De foto waar mijn moeder uit is gestapt werd genomen in 1982. Ze draagt een groene kaftan met Ankara-print, met een gordel om de taille die haar rondingen mooi doet uitkomen. Er heeft zich in de loop der tijd een rood patina op de foto afgezet. Nu ze zo in de keuken staat en neuriënd de kasten naloopt, zie ik die rode gloed ook over haar liggen; hij is tegen het wit van de muurkast beter zichtbaar dan in de winkel. De contouren van haar gezicht zijn zacht, alsof ze dat enigszins onscherpe van de foto ook meedraagt. Haar donkere raffiatas hangt losjes over haar schouder. Het enige dat ontbreekt is haar rode zonnebril. Op de foto hangt hij aan de v-vormige uitsnijding van de hals, in afwachting van de zon van Enugu. Mijn vader drentelt om haar heen, en hij is grijzer, boller, trager dan de laatste keer dat ik hen samen zag, maar ze bewegen nog als vroeger, een tedere, vertrouwde dans. Iedere keer wanneer ik ademhaal om iets te zeggen werpt mijn vader me een blik toe en legt zijn gelukzaligheid mij het zwijgen op. Wanneer zij hun hoofden naar elkaar toe brengen en beginnen te fluisteren, glip ik weg bij het aanrecht en de kamer van mijn vader in. Ik moet de foto zien te vinden.
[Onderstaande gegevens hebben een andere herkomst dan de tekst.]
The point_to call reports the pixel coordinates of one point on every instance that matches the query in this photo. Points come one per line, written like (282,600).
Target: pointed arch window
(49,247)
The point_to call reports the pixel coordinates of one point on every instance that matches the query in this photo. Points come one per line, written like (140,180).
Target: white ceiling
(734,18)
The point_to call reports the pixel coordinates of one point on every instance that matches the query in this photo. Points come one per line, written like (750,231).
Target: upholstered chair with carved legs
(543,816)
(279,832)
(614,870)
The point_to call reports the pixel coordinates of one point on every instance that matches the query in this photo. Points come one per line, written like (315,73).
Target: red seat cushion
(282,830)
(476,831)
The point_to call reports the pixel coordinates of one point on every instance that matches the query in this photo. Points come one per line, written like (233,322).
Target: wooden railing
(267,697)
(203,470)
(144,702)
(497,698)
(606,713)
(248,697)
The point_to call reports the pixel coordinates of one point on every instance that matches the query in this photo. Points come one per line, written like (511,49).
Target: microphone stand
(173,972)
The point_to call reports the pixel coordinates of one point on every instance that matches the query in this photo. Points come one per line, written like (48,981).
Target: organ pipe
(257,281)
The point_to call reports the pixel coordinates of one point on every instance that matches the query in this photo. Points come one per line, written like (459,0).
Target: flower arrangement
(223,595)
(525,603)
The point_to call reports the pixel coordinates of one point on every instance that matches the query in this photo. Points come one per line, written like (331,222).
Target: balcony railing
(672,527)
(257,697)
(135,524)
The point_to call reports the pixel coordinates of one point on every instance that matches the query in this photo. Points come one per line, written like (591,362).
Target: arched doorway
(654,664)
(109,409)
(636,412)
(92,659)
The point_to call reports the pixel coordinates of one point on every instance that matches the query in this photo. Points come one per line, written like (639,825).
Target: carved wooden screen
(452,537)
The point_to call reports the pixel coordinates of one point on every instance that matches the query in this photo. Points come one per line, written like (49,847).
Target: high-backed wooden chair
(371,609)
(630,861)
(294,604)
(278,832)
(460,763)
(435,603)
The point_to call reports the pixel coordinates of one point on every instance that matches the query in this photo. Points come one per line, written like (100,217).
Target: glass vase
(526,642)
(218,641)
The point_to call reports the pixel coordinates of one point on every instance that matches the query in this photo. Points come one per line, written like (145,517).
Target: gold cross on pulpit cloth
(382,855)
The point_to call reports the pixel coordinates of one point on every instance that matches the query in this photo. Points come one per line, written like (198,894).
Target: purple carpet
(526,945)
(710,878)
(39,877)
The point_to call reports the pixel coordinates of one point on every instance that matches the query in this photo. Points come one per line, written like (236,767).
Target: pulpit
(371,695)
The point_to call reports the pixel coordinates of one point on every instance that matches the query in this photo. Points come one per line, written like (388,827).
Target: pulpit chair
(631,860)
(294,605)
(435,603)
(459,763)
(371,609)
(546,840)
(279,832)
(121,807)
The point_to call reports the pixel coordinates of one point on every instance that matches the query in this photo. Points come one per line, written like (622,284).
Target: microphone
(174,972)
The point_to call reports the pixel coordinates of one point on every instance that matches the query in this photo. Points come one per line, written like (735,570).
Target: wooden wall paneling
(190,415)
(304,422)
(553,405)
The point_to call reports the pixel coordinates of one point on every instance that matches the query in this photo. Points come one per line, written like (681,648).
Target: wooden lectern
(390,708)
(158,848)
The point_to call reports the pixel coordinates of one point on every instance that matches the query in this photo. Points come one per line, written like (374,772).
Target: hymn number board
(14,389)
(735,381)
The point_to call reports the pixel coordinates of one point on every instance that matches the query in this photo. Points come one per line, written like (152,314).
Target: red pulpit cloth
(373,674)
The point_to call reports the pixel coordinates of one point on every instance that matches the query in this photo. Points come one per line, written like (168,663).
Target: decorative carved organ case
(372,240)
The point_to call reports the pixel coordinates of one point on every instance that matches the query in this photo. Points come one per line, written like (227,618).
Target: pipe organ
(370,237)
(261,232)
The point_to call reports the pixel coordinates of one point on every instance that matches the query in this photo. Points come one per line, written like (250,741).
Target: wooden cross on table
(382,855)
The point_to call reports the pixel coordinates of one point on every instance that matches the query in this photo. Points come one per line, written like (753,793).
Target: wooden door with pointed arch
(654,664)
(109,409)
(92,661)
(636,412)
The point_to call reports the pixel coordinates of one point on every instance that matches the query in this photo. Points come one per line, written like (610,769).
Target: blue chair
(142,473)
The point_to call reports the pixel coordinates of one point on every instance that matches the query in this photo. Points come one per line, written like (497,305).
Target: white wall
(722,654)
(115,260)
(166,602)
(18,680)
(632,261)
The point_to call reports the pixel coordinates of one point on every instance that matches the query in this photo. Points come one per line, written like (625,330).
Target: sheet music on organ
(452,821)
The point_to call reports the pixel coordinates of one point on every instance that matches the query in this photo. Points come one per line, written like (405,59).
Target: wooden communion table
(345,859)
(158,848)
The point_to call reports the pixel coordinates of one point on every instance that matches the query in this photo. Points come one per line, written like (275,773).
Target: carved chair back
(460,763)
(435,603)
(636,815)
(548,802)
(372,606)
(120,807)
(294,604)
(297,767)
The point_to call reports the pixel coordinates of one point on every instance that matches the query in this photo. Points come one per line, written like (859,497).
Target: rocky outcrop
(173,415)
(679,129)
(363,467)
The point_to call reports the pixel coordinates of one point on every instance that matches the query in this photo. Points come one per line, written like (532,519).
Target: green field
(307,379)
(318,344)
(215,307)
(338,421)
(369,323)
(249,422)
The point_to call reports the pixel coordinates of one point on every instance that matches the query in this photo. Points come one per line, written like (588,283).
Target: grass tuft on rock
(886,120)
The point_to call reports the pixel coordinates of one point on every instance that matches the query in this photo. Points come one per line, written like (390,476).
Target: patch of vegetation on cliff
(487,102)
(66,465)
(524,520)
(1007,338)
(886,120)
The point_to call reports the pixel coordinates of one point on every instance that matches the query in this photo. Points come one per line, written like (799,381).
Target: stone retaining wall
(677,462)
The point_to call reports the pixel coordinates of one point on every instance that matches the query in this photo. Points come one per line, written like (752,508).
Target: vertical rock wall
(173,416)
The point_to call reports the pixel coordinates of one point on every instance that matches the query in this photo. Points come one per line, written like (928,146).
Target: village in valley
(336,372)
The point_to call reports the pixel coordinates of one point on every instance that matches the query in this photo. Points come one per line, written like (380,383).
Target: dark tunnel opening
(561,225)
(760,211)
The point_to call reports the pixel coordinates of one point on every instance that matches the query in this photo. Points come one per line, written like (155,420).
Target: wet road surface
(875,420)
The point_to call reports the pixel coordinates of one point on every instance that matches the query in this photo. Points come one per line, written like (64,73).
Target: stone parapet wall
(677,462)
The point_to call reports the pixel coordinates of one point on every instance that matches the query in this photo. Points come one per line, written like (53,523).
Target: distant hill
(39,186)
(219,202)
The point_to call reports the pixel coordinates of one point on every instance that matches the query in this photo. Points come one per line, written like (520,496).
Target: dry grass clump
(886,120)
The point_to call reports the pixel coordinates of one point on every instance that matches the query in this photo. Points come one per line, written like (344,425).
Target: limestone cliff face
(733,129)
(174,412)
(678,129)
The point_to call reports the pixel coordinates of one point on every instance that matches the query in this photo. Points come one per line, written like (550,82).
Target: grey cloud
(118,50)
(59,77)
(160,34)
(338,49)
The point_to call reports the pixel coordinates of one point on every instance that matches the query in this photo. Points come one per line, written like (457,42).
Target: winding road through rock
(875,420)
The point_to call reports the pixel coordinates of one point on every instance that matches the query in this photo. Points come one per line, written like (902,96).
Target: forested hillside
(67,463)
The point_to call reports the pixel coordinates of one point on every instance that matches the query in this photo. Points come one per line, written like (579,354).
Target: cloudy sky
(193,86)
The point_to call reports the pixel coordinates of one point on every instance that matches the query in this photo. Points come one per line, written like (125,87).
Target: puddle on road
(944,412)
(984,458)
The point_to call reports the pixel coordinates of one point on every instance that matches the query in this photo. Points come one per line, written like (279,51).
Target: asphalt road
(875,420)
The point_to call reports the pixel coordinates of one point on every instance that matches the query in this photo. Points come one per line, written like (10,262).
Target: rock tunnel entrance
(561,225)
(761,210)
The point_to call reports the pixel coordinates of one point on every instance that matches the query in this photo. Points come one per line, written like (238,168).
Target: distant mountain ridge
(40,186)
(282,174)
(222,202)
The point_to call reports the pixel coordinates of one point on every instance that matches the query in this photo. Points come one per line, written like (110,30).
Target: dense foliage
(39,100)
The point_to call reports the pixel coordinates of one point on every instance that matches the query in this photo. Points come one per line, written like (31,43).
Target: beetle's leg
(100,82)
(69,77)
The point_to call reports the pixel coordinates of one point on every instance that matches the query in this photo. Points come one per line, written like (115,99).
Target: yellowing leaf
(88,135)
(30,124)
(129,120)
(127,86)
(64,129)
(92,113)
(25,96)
Hij staat niet op de kaptafel waarin, zelfs na al die tijd, nog steeds de juwelen en parfums van mijn moeder liggen, glinsterende flesjes die gaan van Avon tot Armani. De juwelen zijn al net zo divers, maar het gros ervan is namaak, kitscherige prullaria met een glimmend laagje erover. Mijn moeder droeg geen sieraden op de foto, zelfs geen ring, aangezien zij en mijn vader destijds nog niet getrouwd waren maar simpelweg jonge, onverschrokken geliefden die, zoals mijn moeder dat altijd zei, niets hoefden te bewijzen. Er staan andere foto’s van haar op de kaptafel. Een van toen ze nog een kind was, stijf tussen haar – reeds lang overleden – ouders in. Foto’s van haar op mijn diploma-uitreiking van de middelbare school, op de vijftigste verjaardag van mijn vader, en mijn favoriete, die waarop ze plukt aan het pluizige witte broekje van mijn babyzusje en mijn vader precies afdrukt wanneer Udoma een zoentje op mams kruin geeft. Udoma. Ik hoor de voordeur opengaan en ze roept het voor haar zo kenmerkende, opgewekte Lucy-ik-ben-thuis! en ik haast me om haar te waarschuwen voor het te laat is.
Wanneer Udoma binnenkomt blijft ze een ogenblik aan de grond genageld staan en mijn vader spreidt zijn armen van ta-da! en zij doet wat ik had moeten doen toen ik voor het eerst mijn moeder weer zag: ze rent op haar af en drukt haar zo stevig tegen zich aan dat het een wonder is dat mam kan ademen; haar gesnik doet hen allebei schudden.